Oh yes. That was the first thing. She pulled out her phone as well. There were five messages and three missed calls, all from Ben. Of course, he was going crazy waiting to hear whether he was about to have a baby or not.
So not only was she a rubbish mother, she was a rubbish friend. Decisively, she hid the test back in her handbag and, carrying it, left her domain for the staff toilets. On her way, she stuck her head into the staff kitchen where Hal, the museum manager, was gloomily stirring his cup of tea.
‘Hal, can you log into the computer on desk one for me, please?’
‘Dr Summer.’
She stopped. ‘Yes, Hal?’
‘Dr Summer. You are an educated woman. Can you explain to me why, in a country that is no longer a global superpower, we do not celebrate the great legacy of knowledge that is the only thing that remains to us?’
‘It’s a recession, Hal. The council puts museum services at the bottom of the list. Did you have a budget meeting yesterday, by any chance?’
‘We need to be sexier,’ he muttered. ‘Provide a more relevant experience to the community. Science for its own
sake is dead. Mark my words, we’ll have Simon Cowell doing educational voiceovers next.’
He drank deep of his tea, as if pronouncing the doom of the world had made him thirsty.
Her phone beeped again, reminding her that she had other matters to attend to. Swearing under her breath, she resumed her original path to the staff toilets.
It was the second plastic stick she’d peed on in just over two weeks. She pulled up her jeans and waited in the cramped toilet cubicle. The result came up almost instantaneously, in plain, clear text.
Pregnant, 1–2 weeks.
Some emotion rose up in a rush from her stomach, clenched her heart, closed her throat.
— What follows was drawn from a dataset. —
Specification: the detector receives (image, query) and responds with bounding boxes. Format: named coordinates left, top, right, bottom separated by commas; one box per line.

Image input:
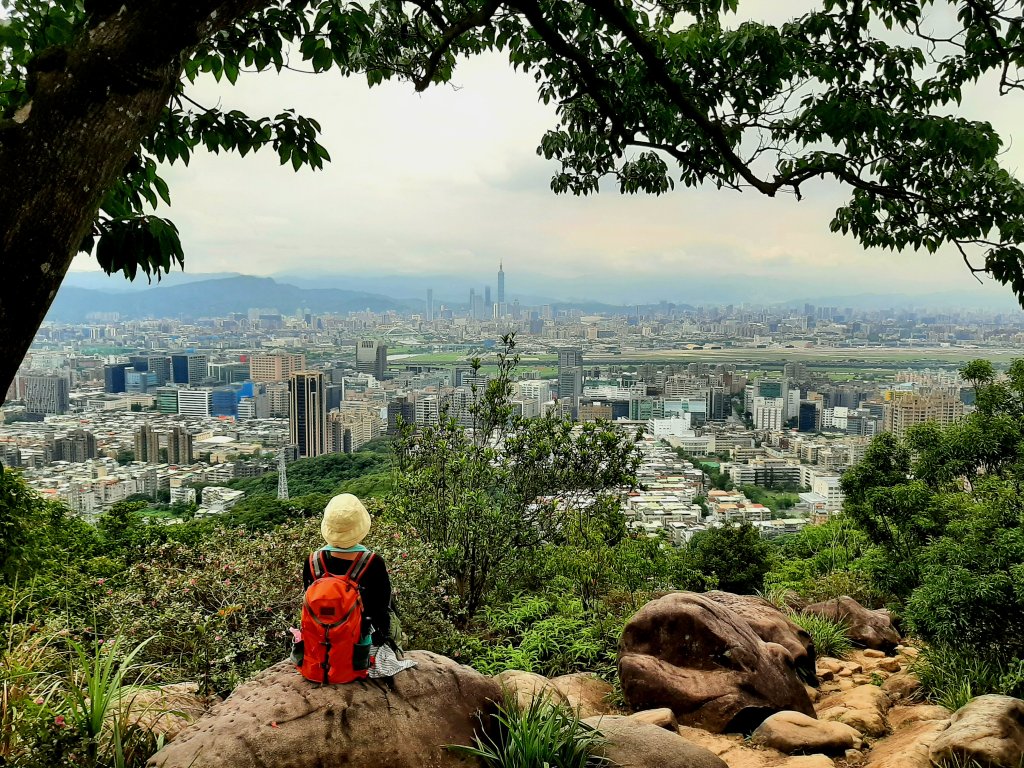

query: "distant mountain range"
left=46, top=275, right=424, bottom=323
left=58, top=272, right=1020, bottom=323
Her surroundings wobbled.
It’s his baby
, she thought, and she leaned against the wall of the cubicle.
I’m going to have his baby.
She didn’t know whether that thing lodged in her throat was a laugh or a scream. She closed her eyes and forced in a breath, and then another. What should it be? Which one did she want? Which was safer?
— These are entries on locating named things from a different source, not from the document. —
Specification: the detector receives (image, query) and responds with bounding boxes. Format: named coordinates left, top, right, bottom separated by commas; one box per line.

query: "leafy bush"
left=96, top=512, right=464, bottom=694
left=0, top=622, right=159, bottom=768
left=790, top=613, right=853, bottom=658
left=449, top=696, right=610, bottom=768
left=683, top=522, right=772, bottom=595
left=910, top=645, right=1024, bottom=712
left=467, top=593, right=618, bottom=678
She hadn’t thought it would really happen. Not so fast. Not the first go. She’d thought she’d have time to reconsider.
But she had reconsidered, before they’d done the bit with the syringe. And she’d decided she would do this.
And now it was done. Their cells had met and merged. They were dividing inside her to make a brand-new person, and it was way too late to turn back.
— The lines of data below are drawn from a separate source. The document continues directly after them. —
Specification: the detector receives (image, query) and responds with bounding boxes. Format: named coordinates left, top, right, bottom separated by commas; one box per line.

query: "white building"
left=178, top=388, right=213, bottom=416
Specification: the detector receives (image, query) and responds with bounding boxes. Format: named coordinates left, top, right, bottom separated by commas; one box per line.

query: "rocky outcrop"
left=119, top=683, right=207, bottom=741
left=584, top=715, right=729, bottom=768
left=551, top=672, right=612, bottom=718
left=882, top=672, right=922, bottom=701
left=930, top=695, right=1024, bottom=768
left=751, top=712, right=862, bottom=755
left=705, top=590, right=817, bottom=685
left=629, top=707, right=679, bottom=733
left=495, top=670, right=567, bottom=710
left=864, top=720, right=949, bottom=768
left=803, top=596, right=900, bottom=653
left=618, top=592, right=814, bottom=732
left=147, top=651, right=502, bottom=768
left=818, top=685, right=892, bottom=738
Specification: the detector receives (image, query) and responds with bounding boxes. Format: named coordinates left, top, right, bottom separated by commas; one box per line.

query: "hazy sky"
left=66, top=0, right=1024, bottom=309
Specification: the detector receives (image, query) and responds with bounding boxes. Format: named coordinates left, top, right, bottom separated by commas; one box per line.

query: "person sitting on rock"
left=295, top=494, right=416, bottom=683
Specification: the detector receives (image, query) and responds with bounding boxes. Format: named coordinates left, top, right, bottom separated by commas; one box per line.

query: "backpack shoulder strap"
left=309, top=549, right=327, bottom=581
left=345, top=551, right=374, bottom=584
She listened to the cistern running, the ventilation fan with the missing blade, and thought about how weird it was that so pivotal a moment in so many people’s lives should be taking place in a lavatory. And not a very pleasant lavatory at that.
For the next nine months she was going to be the vessel for someone else’s child. And though she’d downplayed it, nine months was, in fact, quite a
big
chunk of time. Posie would be nearly eight by the time this baby –
this baby!
– was born. Anything could happen in that time.
So what did she want to do right now? Did she want to laugh, or did she want to scream?
‘Don’t tell anyone,’ Claire said into the phone. She was standing with her back against the music staff-room door, so that nobody would come in by mistake.
‘What?’ said Ben, forty miles away in his office in London. ‘This is big news. We’re going to have a baby!’
‘But we might not.’ She couldn’t breathe. The terror, again, of having something to lose.
‘Claire, Romily’s not going to change her mind. You don’t know her like I do. Once she’s decided something, she sticks with it one hundred per cent.’
‘That’s not what I meant.’
‘Oh. I know, sweetheart. It’s frightening. But Romily’s healthy, she’s had a baby before. There’s no reason to think that anything will go wrong this time.’